Math lab can offer solutions


Dorthy Enomoto checks her answers in the Math Lab. The lab is open from 8:30 a.m. to 8 p.m. M-Th and 8:30 a.m to 3 p.m. on Friday

Steven Luke

When should students procrastinate on taking math courses? Never. Math may be the most frustrating class some for students, but holding off on taking your math courses could extend your stay by as many as four semesters for your associates degrees, or five to transfer.

New students enroll in LMC straight out of high school if shown that they passed Algebra 2 in high school with a C or better and move straight into Math 34 for their AA. Students who did not pass Algebra 2 in high school, or those who come to LMC later on, must take an assessment test to see what math they assess into.

Counselor Jeff Dale said LMC encourages all incoming high school students to pass Algebra 2 to avoid this issue. Dale said that students who bring in a transcript showing they have already passed Algebra 2 can go straight into Math 34: Introduction to Statistics, which meets the Math requirement for transfer colleges.

Darcy Anielski came back to school after six years and had to take an assessment test to enroll in math. Darcy tested into Math 30 and is working through her first class during her first semester. But not all students test straight into Math 30 and those who test into the lower levels such as Math 004, 007 or 009 could take four semesters to catch up.

There are tools to help you if you are afraid of taking math. The LMC Math Department runs a Math Lab with plenty of teachers and tutors available in it to assist you.

“Most conceptual understanding needs to be built in one-on-one instructional opportunities where the student does most of the talking and writing,” said Mathematics Instructor Jim Cohen, one of the many teachers in the Math Lab who assist students in need.

Dale said the Math Lab is important to students enrolled in math courses. He encourages everyone to do their math homework in the lab, so they can ask for help if they encounter a problem completing an assignment.

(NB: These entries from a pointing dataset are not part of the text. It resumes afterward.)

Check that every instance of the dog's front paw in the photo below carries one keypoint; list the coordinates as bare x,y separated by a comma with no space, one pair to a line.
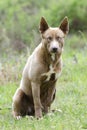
16,115
38,114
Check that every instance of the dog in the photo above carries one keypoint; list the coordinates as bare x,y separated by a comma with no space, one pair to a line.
38,84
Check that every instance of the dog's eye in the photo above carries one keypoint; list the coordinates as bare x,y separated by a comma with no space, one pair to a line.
58,38
49,38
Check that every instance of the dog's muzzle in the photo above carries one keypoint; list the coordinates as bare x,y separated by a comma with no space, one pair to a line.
54,50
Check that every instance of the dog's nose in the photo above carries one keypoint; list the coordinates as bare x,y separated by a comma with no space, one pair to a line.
54,49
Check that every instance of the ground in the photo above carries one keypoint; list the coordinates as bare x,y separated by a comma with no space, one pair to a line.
70,104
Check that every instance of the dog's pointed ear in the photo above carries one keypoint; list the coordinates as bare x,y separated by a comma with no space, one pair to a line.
43,25
64,26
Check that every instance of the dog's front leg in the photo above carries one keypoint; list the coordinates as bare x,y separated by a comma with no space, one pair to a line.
36,98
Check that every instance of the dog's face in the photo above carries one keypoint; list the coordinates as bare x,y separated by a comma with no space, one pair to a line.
53,38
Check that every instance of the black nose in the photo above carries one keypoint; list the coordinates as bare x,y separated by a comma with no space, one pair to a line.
54,49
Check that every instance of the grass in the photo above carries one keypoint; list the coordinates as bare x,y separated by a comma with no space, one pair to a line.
71,98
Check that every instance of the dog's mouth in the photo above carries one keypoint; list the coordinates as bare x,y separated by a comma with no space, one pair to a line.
54,50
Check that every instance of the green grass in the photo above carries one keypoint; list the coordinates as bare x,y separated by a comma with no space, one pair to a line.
71,98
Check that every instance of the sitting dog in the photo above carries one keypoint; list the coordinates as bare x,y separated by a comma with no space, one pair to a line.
37,88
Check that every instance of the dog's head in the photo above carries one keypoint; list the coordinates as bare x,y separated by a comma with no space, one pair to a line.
53,38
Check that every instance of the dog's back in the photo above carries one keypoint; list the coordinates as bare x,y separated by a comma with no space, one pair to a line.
42,71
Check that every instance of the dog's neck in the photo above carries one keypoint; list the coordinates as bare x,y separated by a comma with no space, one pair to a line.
49,59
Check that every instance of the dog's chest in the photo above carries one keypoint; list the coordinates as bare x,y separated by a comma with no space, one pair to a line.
50,75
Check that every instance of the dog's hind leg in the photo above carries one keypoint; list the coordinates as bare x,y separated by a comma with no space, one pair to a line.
21,105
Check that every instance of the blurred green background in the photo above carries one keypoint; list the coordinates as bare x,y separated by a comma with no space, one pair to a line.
19,21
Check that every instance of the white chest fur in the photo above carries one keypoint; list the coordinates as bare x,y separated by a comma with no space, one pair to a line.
50,72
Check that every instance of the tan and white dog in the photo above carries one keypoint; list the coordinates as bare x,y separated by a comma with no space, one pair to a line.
37,87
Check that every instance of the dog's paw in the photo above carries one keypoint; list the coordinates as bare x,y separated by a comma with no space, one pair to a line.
18,117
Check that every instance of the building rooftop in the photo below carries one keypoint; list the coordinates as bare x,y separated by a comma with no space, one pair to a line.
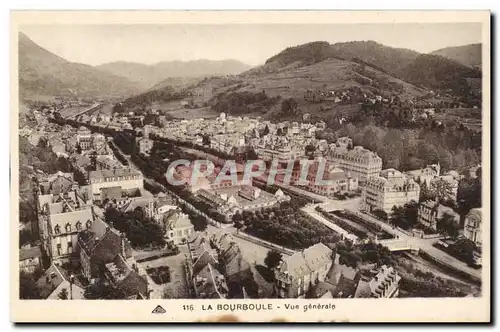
27,253
307,261
112,173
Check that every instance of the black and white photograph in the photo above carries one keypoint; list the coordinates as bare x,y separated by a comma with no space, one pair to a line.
321,162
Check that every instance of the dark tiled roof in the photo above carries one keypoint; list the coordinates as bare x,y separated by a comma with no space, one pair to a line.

Anielski said she spends at least two hours a week in the Math Lab, adding that she has never felt intimidated and every tutor and teacher she has encountered has been helpful.

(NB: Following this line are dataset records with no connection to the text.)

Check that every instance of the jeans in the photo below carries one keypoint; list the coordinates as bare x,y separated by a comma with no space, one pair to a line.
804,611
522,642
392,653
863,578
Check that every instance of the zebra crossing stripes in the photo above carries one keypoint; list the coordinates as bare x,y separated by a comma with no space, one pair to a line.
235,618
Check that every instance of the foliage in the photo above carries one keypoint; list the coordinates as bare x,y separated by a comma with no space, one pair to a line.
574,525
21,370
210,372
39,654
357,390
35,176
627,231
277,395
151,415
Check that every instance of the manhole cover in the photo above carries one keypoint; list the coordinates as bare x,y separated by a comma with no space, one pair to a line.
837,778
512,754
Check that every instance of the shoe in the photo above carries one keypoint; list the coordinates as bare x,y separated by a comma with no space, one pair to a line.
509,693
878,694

“I needed help with how to use a graphing calculator properly, and the tutors are great with explaining how to solve all kinds of problems,” she said.

Although she believes she can pass Math 30 without the Math Lab, Anielski admits it will come in handy for future math classes.

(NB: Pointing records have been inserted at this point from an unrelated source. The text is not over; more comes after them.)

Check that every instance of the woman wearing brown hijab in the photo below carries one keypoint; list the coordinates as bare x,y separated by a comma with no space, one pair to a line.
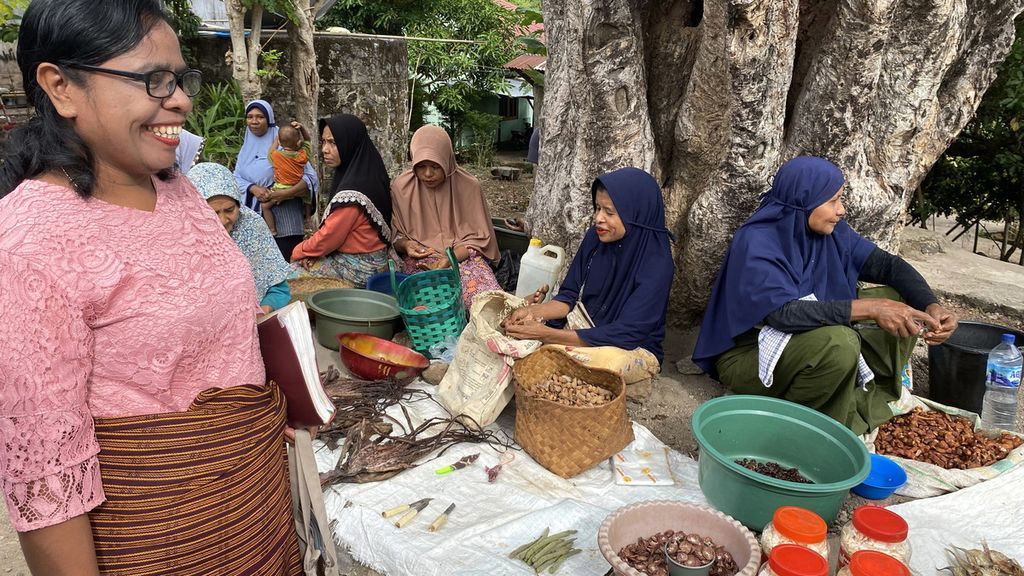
437,205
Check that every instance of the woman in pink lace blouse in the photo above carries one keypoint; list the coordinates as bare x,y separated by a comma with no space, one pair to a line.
138,434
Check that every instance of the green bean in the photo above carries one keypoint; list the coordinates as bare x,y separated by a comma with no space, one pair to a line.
555,567
546,550
521,548
552,552
534,550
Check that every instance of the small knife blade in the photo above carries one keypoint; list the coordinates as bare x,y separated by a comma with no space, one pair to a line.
414,509
436,525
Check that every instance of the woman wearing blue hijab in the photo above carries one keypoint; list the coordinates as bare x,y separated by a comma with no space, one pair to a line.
784,316
254,174
621,277
249,232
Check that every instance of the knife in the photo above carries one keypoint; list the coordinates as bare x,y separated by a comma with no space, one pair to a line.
404,507
436,525
414,509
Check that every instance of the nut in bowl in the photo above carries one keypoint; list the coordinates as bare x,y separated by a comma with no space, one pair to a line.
691,563
376,359
634,539
885,477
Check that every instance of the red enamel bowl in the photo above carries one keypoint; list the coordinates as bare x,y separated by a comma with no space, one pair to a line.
376,359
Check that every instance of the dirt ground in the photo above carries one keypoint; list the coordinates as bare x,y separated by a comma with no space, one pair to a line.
665,406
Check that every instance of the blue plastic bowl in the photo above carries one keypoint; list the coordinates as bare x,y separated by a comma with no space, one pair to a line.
381,282
885,478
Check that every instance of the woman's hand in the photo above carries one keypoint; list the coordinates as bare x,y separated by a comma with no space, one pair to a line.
899,319
947,324
539,295
416,250
439,263
261,193
302,129
526,328
518,316
290,434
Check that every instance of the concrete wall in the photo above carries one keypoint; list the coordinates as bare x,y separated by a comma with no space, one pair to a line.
360,75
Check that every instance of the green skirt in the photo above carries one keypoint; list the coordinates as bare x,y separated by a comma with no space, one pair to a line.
818,369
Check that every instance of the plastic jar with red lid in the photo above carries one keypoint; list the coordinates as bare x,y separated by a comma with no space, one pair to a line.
794,560
875,528
794,525
873,563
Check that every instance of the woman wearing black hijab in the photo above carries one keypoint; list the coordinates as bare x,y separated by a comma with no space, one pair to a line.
353,237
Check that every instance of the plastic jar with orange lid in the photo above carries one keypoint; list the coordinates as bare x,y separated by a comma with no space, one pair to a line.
875,528
794,560
794,525
873,563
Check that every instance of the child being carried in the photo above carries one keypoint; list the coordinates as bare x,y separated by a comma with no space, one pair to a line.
288,155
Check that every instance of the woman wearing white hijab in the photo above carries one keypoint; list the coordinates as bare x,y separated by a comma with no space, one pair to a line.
255,177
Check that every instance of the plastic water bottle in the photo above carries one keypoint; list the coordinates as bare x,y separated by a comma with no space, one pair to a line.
540,265
998,408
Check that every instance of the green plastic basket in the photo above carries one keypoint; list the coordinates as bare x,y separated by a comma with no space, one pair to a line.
430,303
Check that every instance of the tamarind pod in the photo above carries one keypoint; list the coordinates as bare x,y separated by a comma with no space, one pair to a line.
558,565
516,551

Even with the Math Lab and all of the tutors and teachers who are available, there are still students who just do not understand math. Dale understands that this will always be an issue.

“Math is the area that probably causes the most problems for students and the most stress,” Dale said, noting that he has seen many students who put off math until the end of their college careers and it tends to add semesters onto their academic career.

Although math can sometimes seem like a foreign language to students, there are many tutors and teachers ready and willing to help.

If you are still unsure about taking math, then stop by the Math Lab on the main campus on the first floor of the Math Building from 8 a.m. to 8 p.m., Monday through Thursday or 8 a.m. to 3 p.m. Friday. If you’re at the Brentwood campus, go to Room 15 from 8:30 a.m. to 7 p.m., Monday through Thursday or 10 a.m. to 2 p.m. Friday.